Bu düzenlemelerin, Türkiye sermaye piyasalarının gelişimi ve şirketlerin halka arz süreçleri üzerinde önemli etkileri olacağı öngörülmektedir. Öne çıkan bu yenilikler, şirketlerin finansal yapılarının güçlendirilerek yatırımcı güveninin artırılması ve piyasa koşullarının iyileştirilmesi hedeflerini taşımaktadır.
Yapılan tüm bu düzenlemeler, Sermaye Piyasası Kurulu’nun, piyasa dinamiklerine ve ekonomik koşullara yanıt verecek esneklikte hizmet sunma anlayışını göstermektedir. Şirketlerin sermaye artırma ve halka arz süreçlerini daha da kolaylaştıracak olan bu düzenlemeler, ayrıca yatırımcı açısından da daha net bir yapı sunmayı hedefliyor.

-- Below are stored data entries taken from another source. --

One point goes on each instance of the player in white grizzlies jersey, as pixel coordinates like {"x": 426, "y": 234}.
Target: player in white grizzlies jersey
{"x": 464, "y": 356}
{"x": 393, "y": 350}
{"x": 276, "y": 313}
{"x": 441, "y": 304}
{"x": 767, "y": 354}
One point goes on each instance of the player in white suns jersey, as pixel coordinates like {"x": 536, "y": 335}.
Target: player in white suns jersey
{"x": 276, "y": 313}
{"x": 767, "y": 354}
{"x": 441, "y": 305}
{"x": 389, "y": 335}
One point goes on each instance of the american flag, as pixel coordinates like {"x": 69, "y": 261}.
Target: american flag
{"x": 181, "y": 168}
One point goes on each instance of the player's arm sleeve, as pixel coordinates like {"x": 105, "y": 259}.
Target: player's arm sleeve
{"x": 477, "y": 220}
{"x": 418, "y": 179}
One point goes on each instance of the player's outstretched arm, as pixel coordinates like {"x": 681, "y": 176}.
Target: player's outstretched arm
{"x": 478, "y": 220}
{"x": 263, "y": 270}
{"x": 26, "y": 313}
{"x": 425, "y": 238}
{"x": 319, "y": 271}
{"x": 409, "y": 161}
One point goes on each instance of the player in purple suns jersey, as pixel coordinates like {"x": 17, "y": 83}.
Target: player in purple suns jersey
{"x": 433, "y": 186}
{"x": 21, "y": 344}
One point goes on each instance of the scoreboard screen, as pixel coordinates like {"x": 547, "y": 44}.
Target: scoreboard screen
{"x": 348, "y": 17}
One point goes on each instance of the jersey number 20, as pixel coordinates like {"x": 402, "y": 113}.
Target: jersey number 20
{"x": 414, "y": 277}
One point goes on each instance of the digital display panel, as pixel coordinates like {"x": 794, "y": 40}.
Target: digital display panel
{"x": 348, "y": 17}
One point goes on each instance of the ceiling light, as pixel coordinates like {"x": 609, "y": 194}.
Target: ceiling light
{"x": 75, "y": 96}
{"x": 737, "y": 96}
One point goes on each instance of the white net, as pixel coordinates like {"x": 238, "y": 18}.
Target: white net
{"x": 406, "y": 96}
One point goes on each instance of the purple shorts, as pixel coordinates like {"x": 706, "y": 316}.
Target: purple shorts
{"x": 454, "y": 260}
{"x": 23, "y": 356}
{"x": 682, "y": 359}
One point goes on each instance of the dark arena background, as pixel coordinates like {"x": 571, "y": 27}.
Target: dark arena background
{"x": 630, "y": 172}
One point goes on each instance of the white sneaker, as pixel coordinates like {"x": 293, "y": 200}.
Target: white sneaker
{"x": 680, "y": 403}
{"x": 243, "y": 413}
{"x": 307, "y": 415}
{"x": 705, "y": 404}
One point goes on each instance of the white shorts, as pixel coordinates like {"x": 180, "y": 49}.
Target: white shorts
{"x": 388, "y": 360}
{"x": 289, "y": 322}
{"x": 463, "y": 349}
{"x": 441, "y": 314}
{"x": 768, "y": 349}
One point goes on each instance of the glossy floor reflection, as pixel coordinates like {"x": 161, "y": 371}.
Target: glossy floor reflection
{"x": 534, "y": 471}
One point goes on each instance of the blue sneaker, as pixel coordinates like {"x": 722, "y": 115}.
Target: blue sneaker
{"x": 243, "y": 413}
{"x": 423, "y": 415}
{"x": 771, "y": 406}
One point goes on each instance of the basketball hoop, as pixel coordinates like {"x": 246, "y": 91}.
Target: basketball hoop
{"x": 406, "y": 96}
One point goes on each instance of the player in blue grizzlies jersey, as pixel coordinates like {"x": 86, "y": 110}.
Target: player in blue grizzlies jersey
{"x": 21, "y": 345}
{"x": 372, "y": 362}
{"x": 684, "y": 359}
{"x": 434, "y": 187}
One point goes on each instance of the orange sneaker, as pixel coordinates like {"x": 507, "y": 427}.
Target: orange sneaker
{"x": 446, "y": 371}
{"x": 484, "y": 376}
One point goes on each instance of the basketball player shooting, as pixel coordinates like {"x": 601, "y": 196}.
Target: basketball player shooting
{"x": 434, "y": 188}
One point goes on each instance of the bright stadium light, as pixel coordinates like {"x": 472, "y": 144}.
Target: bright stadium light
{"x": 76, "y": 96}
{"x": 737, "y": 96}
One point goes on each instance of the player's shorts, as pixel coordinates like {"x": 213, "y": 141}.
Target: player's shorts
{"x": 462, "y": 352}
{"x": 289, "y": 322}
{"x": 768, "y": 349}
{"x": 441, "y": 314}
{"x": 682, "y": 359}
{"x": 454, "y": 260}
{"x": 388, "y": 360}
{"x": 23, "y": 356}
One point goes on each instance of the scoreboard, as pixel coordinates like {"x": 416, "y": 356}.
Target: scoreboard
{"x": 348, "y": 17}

Kısaca, Sermaye Piyasası Kurulu’nun 2025 yılı için uyguladığı yeniden değerleme oranlarındaki değişiklikler ve halka arz kriterlerindeki düzenlemeler, Türkiye’nin finansal ortamına dair olumlu izlenimler yaratılmasına katkıda bulunabilir. Bu tür düzenlemeler, piyasa katılımcılarının daha bilinçli adımlar atmasına ve finansal istikrarın sağlanmasına yardımcı olacaktır.